Between a leadership answer and a Paris summit, Caspar Coppetti is building the same argument: On is no longer just a performance brand chasing metrics
Caspar Coppetti’s response to questions about On’s second leadership change in a year was, on its face, a governance answer dressed as a growth pitch. He pointed to a run of guidance targets met since the company’s 2021 listing and framed the shift from Martin Hoffmann’s single-CEO structure to a co-CEO model under himself and David Allemann as continuity, not disruption, something that lived in the founders long before it lived on an org chart. What’s more interesting than the answer itself is how closely it mirrors the language On has been using everywhere else this year, including at a summit in Paris that had almost nothing to do with leadership at all.

That event, held in late June at La Gaîté Lyrique, a cultural venue rather than a trade floor, was where On unveiled its new running identity, Run On Clouds, built around four engineered sensations it calls Soft, Support, Energy and Speed. Coppetti described the goal as making running feel intuitive rather than simply high performing, and asked, somewhat pointedly, who says sensations can’t be engineered. It’s a line that belongs less to a sportswear briefing and more to a fragrance launch, and that’s likely the point. On is borrowing a vocabulary- precision, sensation, craft- that luxury has used for decades to sell restraint as expertise, and applying it to a running shoe.
The choice of venue and language does real work for the brand. It lets On talk about carbon plates and midsole foam in the same register it uses to talk about identity and feeling, and it gives the company a way to describe its run specialty investment, including expanded launch exclusives and dedicated retail education, as a partnership rather than a distribution strategy. Positioned next to Coppetti’s leadership comments, the throughline becomes clear.

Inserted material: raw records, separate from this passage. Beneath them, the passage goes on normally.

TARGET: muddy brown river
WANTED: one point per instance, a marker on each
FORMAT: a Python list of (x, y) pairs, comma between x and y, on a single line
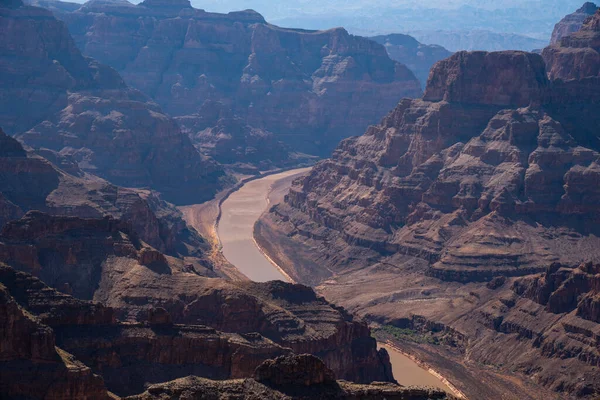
[(240, 212)]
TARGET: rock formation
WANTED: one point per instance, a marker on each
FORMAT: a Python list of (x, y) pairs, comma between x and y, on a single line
[(55, 98), (31, 182), (309, 88), (102, 260), (32, 367), (452, 200), (573, 22), (576, 56), (292, 377), (418, 57), (228, 139), (155, 346)]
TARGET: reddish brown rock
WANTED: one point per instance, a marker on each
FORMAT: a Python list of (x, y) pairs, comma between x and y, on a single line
[(30, 364), (53, 97), (573, 22), (417, 56), (577, 55), (294, 381), (426, 222)]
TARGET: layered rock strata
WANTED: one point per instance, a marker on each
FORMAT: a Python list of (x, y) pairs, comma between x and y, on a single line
[(53, 97), (31, 182), (426, 222), (103, 260), (573, 22), (576, 56), (293, 377), (309, 88), (417, 56)]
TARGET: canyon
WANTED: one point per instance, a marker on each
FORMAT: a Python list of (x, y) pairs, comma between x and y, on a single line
[(106, 289), (464, 224), (459, 232), (308, 89)]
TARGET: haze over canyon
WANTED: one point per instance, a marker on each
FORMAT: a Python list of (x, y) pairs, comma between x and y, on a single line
[(205, 201)]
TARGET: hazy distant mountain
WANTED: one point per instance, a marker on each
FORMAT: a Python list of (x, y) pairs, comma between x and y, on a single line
[(479, 40), (535, 18)]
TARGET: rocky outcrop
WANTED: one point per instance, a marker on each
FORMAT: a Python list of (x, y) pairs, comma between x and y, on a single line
[(230, 140), (30, 182), (453, 198), (309, 88), (573, 22), (417, 56), (102, 260), (301, 370), (563, 290), (55, 98), (576, 56), (30, 364), (454, 177), (292, 377)]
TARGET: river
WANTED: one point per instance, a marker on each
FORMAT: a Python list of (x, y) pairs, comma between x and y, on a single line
[(240, 212)]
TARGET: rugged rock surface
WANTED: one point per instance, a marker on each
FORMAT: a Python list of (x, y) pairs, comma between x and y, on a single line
[(30, 182), (32, 367), (576, 56), (417, 56), (130, 356), (573, 22), (102, 260), (310, 88), (491, 175), (217, 133), (54, 98), (291, 377)]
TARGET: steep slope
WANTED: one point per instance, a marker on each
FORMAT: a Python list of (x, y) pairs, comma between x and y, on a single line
[(573, 22), (292, 377), (54, 98), (31, 182), (103, 260), (492, 175), (152, 350), (310, 88), (477, 39), (576, 56), (216, 132), (32, 367), (417, 56)]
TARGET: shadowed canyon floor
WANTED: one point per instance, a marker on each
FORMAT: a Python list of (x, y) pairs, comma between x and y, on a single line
[(241, 210)]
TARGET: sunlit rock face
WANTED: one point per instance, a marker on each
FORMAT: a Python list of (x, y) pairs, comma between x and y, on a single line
[(309, 88), (52, 97)]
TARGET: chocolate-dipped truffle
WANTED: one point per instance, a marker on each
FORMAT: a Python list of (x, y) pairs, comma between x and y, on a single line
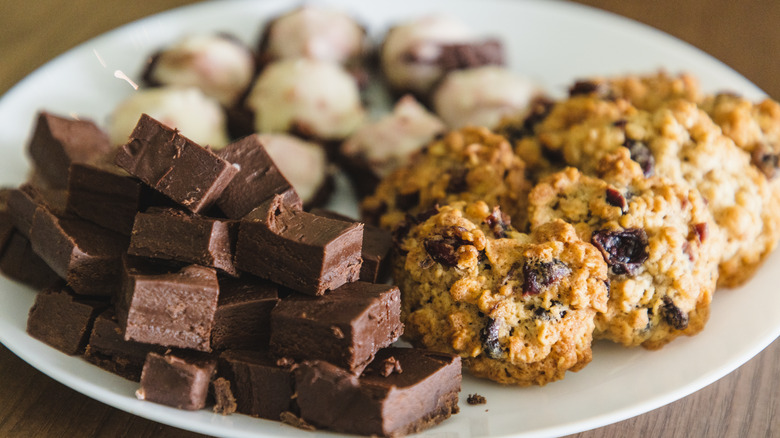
[(482, 96), (313, 32), (378, 148), (187, 109), (416, 54), (315, 99), (303, 163), (221, 66)]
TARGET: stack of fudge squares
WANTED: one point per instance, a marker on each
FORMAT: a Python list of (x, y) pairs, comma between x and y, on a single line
[(200, 275)]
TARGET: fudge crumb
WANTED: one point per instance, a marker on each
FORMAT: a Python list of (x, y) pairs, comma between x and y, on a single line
[(288, 417), (391, 365), (285, 362), (476, 399), (226, 403)]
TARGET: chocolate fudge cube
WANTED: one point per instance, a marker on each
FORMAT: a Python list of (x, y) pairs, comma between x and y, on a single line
[(177, 379), (376, 248), (57, 142), (174, 165), (345, 327), (104, 196), (171, 234), (305, 252), (243, 316), (262, 388), (403, 391), (108, 349), (24, 201), (19, 262), (174, 309), (258, 179), (87, 256), (62, 320)]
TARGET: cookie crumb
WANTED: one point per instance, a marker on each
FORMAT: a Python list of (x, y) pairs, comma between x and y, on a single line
[(288, 417), (476, 399)]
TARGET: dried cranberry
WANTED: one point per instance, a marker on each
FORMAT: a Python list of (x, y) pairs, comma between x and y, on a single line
[(624, 250), (620, 123), (489, 336), (642, 155), (539, 275), (444, 250), (554, 156), (766, 160), (498, 222), (617, 199), (701, 231), (673, 315), (457, 182), (589, 87), (407, 201)]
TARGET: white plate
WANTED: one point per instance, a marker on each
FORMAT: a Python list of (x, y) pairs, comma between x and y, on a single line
[(552, 42)]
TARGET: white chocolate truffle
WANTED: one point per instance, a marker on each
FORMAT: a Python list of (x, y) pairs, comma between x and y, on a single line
[(315, 33), (219, 65), (410, 51), (482, 96), (389, 142), (304, 164), (316, 99), (196, 116)]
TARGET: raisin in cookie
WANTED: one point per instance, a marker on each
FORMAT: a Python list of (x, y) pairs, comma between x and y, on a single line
[(517, 308), (660, 242), (466, 165)]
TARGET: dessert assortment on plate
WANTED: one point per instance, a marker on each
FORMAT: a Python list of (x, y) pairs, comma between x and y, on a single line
[(186, 247)]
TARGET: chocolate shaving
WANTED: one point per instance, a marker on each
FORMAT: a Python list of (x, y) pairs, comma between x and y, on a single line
[(389, 366), (288, 417), (476, 399)]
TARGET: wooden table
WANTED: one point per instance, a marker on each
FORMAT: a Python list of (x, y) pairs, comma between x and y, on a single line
[(744, 35)]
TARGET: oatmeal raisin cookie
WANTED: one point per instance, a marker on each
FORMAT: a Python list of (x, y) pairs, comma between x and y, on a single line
[(518, 308), (660, 242)]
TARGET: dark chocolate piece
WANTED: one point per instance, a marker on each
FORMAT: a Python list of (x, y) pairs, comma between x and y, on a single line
[(258, 179), (19, 262), (177, 379), (23, 202), (57, 142), (261, 387), (108, 349), (305, 252), (106, 197), (345, 327), (377, 243), (243, 316), (174, 165), (458, 56), (424, 394), (87, 256), (224, 402), (171, 234), (174, 309), (6, 229), (62, 320)]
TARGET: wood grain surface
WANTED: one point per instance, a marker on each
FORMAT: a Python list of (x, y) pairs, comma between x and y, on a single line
[(744, 35)]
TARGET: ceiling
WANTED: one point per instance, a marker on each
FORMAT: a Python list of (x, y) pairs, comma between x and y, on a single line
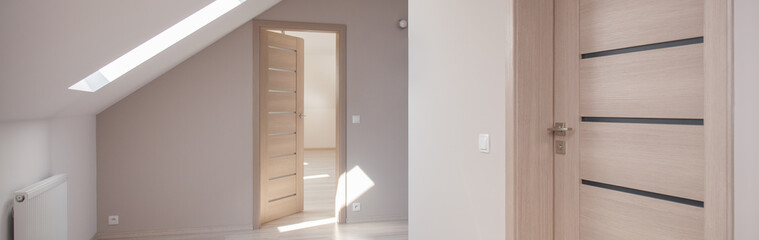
[(46, 46)]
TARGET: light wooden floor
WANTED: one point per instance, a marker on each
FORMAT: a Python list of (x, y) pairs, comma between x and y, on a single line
[(319, 203)]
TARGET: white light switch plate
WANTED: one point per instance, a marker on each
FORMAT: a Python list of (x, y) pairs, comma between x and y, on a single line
[(113, 220), (484, 143)]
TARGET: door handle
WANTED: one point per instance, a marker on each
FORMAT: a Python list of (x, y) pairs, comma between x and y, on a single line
[(560, 129)]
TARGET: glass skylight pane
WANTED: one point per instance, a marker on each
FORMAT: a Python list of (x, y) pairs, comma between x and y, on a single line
[(155, 45)]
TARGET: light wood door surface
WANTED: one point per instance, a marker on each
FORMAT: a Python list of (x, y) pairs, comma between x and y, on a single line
[(281, 139), (630, 81)]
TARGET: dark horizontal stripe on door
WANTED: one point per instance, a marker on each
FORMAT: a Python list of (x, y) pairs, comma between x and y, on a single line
[(674, 199), (676, 43), (675, 121)]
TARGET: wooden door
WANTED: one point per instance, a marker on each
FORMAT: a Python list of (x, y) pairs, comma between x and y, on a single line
[(629, 79), (281, 125)]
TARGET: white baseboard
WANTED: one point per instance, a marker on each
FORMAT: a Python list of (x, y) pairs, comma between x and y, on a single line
[(377, 219), (173, 232)]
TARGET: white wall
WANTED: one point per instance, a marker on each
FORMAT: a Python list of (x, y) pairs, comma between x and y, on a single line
[(24, 160), (178, 153), (72, 151), (34, 150), (457, 89), (319, 88), (746, 163)]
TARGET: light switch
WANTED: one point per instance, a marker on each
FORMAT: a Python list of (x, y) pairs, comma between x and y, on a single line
[(484, 143)]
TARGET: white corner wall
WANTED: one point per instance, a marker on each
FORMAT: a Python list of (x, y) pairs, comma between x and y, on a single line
[(457, 90), (746, 161), (24, 151), (36, 149)]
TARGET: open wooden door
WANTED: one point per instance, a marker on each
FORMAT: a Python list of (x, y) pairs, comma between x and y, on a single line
[(281, 125), (635, 146)]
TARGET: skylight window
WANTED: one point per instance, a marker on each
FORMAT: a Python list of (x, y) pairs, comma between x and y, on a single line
[(155, 45)]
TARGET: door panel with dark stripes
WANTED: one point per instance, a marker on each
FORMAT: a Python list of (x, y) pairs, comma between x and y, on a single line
[(638, 93), (281, 125)]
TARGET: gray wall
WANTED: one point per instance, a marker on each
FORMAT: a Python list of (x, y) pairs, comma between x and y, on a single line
[(34, 150), (178, 152), (377, 90), (746, 118), (457, 90)]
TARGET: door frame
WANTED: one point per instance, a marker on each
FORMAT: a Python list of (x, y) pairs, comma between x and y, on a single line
[(340, 161), (718, 114)]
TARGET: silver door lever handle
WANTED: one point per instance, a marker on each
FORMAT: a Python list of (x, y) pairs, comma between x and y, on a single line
[(560, 129)]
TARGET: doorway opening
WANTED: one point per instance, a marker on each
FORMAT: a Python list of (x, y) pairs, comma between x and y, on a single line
[(302, 112)]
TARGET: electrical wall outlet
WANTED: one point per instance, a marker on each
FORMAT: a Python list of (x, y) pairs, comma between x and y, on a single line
[(113, 220)]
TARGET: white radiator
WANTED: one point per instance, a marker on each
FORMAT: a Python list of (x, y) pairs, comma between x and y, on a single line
[(39, 210)]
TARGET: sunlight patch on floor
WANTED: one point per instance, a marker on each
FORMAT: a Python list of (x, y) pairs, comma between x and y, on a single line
[(308, 224)]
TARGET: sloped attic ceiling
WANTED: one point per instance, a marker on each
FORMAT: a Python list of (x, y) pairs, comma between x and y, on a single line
[(46, 46)]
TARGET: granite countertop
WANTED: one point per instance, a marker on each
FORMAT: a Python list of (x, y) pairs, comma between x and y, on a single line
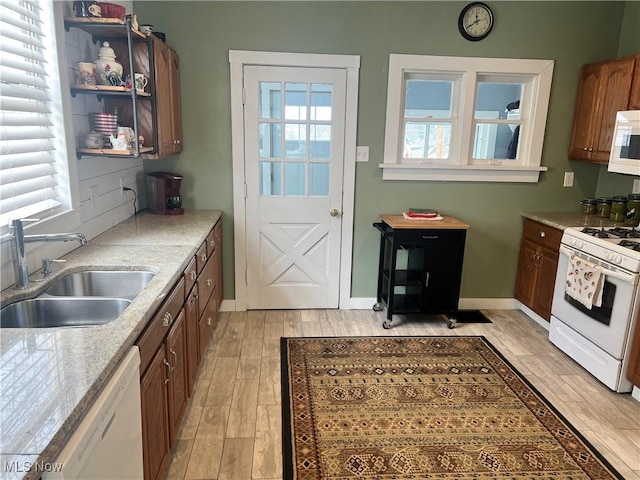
[(562, 220), (49, 377)]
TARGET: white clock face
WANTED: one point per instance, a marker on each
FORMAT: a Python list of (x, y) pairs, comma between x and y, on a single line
[(477, 21)]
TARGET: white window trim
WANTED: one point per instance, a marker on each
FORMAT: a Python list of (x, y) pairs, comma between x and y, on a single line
[(459, 168), (351, 63)]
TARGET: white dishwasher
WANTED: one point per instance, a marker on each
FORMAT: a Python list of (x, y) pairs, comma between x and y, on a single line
[(108, 442)]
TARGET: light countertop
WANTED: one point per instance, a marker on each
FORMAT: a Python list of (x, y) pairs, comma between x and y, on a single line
[(49, 377)]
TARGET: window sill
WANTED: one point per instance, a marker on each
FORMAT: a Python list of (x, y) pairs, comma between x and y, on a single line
[(461, 173)]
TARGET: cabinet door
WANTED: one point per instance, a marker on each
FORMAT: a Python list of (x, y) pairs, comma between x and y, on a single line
[(634, 98), (616, 88), (193, 344), (545, 281), (176, 105), (155, 417), (162, 67), (584, 117), (527, 272), (176, 355), (442, 271)]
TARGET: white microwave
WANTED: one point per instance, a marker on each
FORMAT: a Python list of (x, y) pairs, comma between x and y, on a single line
[(625, 147)]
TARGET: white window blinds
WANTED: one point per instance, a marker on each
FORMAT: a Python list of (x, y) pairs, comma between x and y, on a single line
[(29, 172)]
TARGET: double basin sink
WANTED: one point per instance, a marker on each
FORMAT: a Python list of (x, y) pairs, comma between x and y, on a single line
[(90, 297)]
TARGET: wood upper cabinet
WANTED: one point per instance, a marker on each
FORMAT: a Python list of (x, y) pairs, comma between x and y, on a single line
[(604, 89), (168, 102), (537, 265)]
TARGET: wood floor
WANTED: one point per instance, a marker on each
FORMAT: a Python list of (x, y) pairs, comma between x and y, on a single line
[(232, 428)]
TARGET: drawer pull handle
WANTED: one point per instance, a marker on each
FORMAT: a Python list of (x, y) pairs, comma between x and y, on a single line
[(166, 380), (175, 360)]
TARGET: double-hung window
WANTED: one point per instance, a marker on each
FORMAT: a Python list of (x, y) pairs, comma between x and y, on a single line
[(33, 167), (465, 119)]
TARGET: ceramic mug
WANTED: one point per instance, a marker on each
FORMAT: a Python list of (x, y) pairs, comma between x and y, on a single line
[(141, 81), (86, 73)]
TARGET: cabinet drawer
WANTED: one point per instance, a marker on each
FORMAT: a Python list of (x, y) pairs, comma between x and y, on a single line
[(190, 276), (201, 257), (541, 234), (206, 285), (159, 325)]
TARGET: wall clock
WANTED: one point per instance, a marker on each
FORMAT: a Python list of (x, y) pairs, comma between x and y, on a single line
[(475, 21)]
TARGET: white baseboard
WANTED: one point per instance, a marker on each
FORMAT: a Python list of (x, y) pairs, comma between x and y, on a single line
[(464, 304)]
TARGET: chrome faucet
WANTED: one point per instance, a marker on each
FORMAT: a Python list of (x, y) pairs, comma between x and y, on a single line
[(19, 253)]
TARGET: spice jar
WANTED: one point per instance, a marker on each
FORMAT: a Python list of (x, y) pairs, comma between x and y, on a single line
[(618, 209), (588, 205), (604, 207), (633, 209)]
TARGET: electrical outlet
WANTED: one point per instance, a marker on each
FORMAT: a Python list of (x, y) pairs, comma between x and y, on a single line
[(362, 154), (568, 179), (94, 196)]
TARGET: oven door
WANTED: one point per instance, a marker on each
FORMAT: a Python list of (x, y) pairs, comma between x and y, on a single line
[(606, 326)]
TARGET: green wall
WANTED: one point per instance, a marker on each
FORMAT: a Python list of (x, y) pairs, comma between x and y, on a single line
[(570, 33)]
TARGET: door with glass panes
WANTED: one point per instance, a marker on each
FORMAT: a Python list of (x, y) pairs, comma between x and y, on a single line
[(294, 155)]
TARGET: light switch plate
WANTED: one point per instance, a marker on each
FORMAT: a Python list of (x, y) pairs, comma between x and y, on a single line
[(568, 179), (362, 154)]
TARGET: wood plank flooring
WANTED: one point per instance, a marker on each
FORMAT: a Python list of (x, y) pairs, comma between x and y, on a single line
[(232, 428)]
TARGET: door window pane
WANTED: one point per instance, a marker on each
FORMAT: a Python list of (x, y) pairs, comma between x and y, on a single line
[(321, 100), (294, 179), (295, 140), (320, 146), (295, 106), (497, 99), (270, 140), (270, 100), (270, 178), (427, 140), (319, 179), (428, 99)]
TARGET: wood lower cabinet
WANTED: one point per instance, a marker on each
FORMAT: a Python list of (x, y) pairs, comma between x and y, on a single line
[(633, 371), (537, 265), (604, 89), (171, 349), (155, 411)]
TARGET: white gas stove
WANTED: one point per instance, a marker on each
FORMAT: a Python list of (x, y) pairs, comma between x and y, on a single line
[(598, 336), (617, 245)]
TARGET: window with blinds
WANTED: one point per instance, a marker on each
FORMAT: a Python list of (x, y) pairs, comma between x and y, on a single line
[(33, 171)]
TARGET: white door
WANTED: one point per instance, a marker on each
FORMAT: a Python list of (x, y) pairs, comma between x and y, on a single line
[(294, 123)]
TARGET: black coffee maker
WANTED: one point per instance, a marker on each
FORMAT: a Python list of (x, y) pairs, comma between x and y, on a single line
[(164, 193)]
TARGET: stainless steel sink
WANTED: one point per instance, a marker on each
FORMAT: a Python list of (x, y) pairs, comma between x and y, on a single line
[(101, 283), (43, 312)]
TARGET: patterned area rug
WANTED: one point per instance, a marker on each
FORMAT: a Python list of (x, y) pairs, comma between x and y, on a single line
[(421, 407)]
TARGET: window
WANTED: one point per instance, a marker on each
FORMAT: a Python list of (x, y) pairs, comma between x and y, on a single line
[(465, 119), (33, 170)]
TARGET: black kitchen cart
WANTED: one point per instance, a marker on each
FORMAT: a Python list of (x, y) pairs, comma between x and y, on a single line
[(420, 266)]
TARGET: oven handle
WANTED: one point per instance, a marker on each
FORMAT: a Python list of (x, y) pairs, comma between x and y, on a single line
[(625, 277)]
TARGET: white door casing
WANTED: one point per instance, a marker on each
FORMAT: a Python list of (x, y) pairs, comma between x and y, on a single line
[(289, 251)]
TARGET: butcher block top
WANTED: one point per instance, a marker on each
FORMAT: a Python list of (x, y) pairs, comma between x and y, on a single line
[(447, 222)]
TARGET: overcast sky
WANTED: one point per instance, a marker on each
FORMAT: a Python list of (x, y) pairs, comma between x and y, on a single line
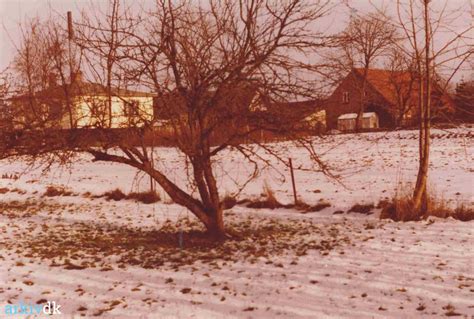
[(14, 11)]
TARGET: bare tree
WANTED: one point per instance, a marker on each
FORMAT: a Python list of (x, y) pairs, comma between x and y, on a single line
[(207, 64), (419, 22)]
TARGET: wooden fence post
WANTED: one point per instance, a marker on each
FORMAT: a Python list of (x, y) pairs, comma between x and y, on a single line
[(293, 182)]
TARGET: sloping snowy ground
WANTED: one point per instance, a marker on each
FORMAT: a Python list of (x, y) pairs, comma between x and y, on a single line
[(344, 265)]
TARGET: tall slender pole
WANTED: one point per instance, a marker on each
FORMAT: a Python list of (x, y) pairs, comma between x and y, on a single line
[(293, 182)]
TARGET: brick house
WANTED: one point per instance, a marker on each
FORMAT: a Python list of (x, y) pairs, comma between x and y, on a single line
[(392, 95)]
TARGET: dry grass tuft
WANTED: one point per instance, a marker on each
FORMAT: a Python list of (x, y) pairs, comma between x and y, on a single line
[(228, 202), (115, 195), (53, 191), (362, 209), (401, 209), (148, 197)]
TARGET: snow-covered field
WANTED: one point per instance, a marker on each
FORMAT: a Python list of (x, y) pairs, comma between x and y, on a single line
[(103, 258)]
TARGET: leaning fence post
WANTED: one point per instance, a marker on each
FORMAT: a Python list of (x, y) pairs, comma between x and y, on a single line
[(293, 182)]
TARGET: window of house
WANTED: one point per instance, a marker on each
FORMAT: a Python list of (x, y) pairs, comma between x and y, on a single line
[(131, 108), (98, 111), (345, 97)]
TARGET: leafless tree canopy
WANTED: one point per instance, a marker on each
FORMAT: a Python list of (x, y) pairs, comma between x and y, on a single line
[(212, 68)]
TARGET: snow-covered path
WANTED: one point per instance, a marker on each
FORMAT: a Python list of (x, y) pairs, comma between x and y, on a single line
[(343, 266)]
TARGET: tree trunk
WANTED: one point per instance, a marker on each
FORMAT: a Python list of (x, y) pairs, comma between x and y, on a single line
[(420, 194)]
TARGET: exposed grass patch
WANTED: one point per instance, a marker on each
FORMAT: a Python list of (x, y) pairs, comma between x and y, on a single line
[(88, 245), (269, 200), (148, 197)]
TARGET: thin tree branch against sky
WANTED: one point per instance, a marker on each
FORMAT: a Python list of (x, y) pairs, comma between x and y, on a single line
[(12, 12)]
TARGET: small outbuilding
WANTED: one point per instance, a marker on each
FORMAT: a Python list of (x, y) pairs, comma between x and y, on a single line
[(348, 122)]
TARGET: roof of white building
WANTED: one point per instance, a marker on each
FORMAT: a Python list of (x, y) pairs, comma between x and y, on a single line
[(353, 116)]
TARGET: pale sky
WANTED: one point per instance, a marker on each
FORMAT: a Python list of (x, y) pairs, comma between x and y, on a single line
[(14, 11)]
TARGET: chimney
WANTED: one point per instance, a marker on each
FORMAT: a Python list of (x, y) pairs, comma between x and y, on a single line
[(77, 77), (52, 80)]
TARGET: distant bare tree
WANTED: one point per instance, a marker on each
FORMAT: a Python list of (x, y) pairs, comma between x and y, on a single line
[(402, 80), (365, 39)]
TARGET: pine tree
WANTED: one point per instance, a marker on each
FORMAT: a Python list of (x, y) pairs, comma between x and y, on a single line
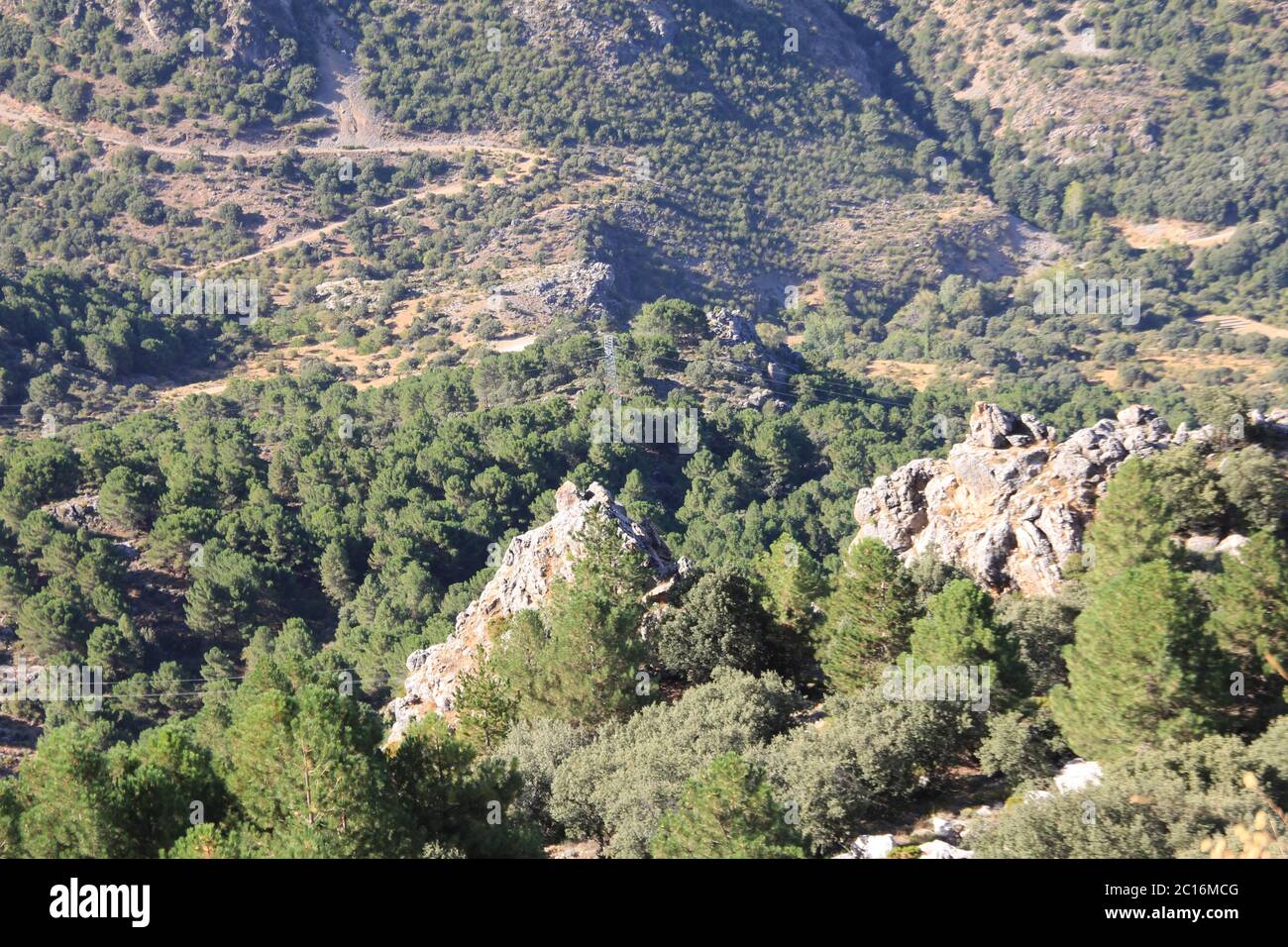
[(635, 500), (1138, 668), (589, 663), (484, 709), (728, 812), (1132, 523), (957, 628), (123, 499), (336, 574), (868, 616)]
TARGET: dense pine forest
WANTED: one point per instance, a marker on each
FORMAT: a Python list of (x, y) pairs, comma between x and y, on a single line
[(309, 312)]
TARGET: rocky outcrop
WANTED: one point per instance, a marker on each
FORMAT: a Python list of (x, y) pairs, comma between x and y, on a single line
[(531, 564), (561, 289), (1012, 501)]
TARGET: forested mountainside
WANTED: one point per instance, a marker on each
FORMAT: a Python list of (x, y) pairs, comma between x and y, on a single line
[(477, 401)]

Whether the subject is a management change or a shoe drop, On’s instinct is to describe structural decisions in the language of craft and continuity, which reads as considered rather than reactive.
Both stories are, in the end, the same bet. On is asking the market to evaluate it on the strength of its narrative discipline as much as its numbers, and for now the growth is cooperating. The real test comes if either slows and the brand has to explain a stumble in the same rarefied language it’s been using to explain everything else.